Apparently when cows eat closer to what they have evolved to eat (instead of cheap corn), they stop contributing as much to global warming.
I only have one question, and it is for the Ms. Julia Laurain, who is quoted in the article and is a representative of Valorex SAS, a French company that is making feed additives to make conventional feed closer to that which is evolutionarily appropriate. Why come up with a 'new' feed, complete with these 'newly discovered additives' when pasturing the animals will do the trick?
Excerpts from the highly recommended NYT article are below. (Now I am craving a grass-fed burger...)
Greening the Herds: A New Diet to Cap Gas
By LESLIE KAUFMAN
HIGHGATE, Vt. — Chewing her cud on a recent sunny morning, Libby, a 1,400-pound Holstein, paused to do her part in the battle against global warming, emitting a fragrant burp.
Libby, age 6, and the 74 other dairy cows on Guy Choiniere’s farm here are at the heart of an experiment to determine whether a change in diet will help them belch less methane, a potent heat-trapping gas that has been linked to climate change.

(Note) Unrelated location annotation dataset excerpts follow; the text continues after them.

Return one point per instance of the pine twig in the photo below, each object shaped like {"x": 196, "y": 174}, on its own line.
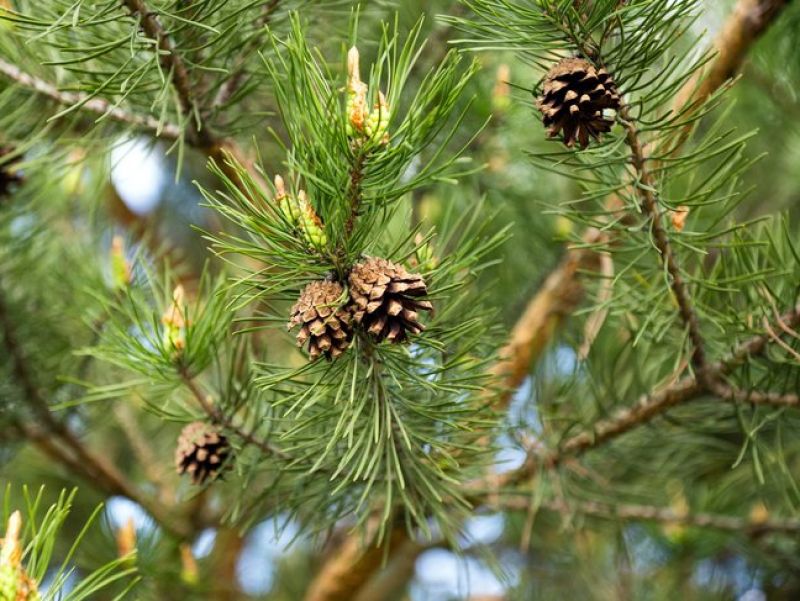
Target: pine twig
{"x": 213, "y": 412}
{"x": 546, "y": 311}
{"x": 230, "y": 87}
{"x": 645, "y": 186}
{"x": 172, "y": 63}
{"x": 168, "y": 131}
{"x": 663, "y": 515}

Since January, cows at 15 farms across Vermont have had their grain feed adjusted to include more plants like alfalfa and flaxseed — substances that, unlike corn or soy, mimic the spring grasses that the animals evolved long ago to eat.

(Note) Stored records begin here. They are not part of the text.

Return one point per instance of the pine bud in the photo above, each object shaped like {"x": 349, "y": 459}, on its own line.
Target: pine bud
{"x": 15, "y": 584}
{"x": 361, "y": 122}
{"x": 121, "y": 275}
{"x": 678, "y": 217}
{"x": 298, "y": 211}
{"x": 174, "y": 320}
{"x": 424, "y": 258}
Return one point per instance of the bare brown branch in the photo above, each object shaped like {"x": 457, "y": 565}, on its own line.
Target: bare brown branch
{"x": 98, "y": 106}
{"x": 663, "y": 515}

As of the last reading in mid-May, the methane output of Mr. Choiniere’s herd had dropped 18 percent. Meanwhile, milk production has held its own.
Scientists working with Groupe Danone had been studying why their cows were healthier and produced more milk in the spring. The answer, the scientists determined, was that spring grasses are high in Omega-3 fatty acids, which may help the cow’s digestive tract operate smoothly.
Corn and soy, the feed that, thanks to postwar government aid, became dominant in the dairy industry, has a completely different type of fatty acid structure.
Ms. Laurain maintains that even if the [more suitable] feed costs more, it yields cost savings because the production of milk jumps about 10 percent and animals will be healthier, live longer and produce milk for more years.
The methane-reduction results have been far more significant in France than in the Vermont pilot — about 30 percent — because the feed is distributed there not just to organic farms, where the animals already eat grass for at least half the year, but also to big industrial farms.
“They are healthier,” [Mr. Choiniere] said of his cows. “Their coats are shinier, and the breath is sweet.”